I have not studied German in many years, but soon I'll be back in the swim.
I was sick for a long time, but I hope to get back into the swim of things soon. (This can refer to getting back into the normal pace of life in general, or to something specific, such as one's job.)
It didn't take her long to get back into the swim (of things) once she put her mind to it. (Put one's mind to = concentrate).
To be out of the swim? I don't think this is an idiom.

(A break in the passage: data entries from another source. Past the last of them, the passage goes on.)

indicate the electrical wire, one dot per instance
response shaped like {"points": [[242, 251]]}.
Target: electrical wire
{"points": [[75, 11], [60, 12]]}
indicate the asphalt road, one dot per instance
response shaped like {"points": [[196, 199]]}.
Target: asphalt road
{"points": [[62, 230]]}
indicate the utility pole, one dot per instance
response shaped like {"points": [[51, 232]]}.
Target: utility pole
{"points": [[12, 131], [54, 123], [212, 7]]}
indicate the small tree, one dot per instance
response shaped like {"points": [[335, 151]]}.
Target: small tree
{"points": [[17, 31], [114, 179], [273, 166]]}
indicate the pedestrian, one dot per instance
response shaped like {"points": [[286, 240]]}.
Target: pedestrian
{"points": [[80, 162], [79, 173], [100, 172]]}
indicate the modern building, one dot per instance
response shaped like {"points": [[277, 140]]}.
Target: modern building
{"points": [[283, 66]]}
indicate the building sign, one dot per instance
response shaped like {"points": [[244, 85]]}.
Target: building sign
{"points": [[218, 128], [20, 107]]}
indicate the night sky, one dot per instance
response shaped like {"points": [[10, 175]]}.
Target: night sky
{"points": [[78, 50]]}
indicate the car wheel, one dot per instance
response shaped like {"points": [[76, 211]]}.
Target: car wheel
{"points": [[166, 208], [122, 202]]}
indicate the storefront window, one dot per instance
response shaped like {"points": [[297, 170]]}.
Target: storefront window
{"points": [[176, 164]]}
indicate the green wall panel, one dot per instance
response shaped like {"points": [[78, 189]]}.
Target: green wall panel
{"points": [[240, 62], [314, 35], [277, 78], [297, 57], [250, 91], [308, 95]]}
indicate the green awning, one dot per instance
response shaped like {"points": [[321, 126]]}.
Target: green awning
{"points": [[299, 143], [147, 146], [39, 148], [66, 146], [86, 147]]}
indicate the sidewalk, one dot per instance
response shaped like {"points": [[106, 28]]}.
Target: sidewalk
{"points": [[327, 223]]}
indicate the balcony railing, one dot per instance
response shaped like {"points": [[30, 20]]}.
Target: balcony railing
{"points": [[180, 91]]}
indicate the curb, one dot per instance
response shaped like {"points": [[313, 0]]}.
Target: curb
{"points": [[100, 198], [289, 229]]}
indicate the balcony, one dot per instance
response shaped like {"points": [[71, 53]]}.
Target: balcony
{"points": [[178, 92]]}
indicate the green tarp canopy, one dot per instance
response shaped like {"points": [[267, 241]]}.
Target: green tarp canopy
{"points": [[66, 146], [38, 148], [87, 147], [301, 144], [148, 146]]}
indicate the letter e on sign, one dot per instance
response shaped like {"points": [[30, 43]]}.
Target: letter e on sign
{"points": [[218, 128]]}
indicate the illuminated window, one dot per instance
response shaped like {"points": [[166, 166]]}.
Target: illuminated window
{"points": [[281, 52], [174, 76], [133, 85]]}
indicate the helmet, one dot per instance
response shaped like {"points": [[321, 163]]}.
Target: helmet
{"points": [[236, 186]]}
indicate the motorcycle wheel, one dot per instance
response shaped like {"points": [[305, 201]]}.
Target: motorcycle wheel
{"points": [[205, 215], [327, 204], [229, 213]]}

But it makes sense, since it seems to be the opposite of "in the swim." But a better phrase might be "out of practice."
I was so out of practice when it came to my job that it took me a couple months to get back into the swim ( of things). = to get back to my accustomed performance at work.
But nowadays, the idiom "in the swing of things" is more common than "in the swim (of things)," at least in my part of the USA. In this case, we almost say "in the swing of things," not just "in the swing."
But, yes, "in the swing of things" is more common nowadays, as compared to "in the swim (of things)." And the meaning is not exactly the same.
In the swim (of things) = to participate in an activity
in the swing of things = the usual way that something is done
To get back to the swim of things can mean to get into the swing of things, so the idioms can be used to express the same thing.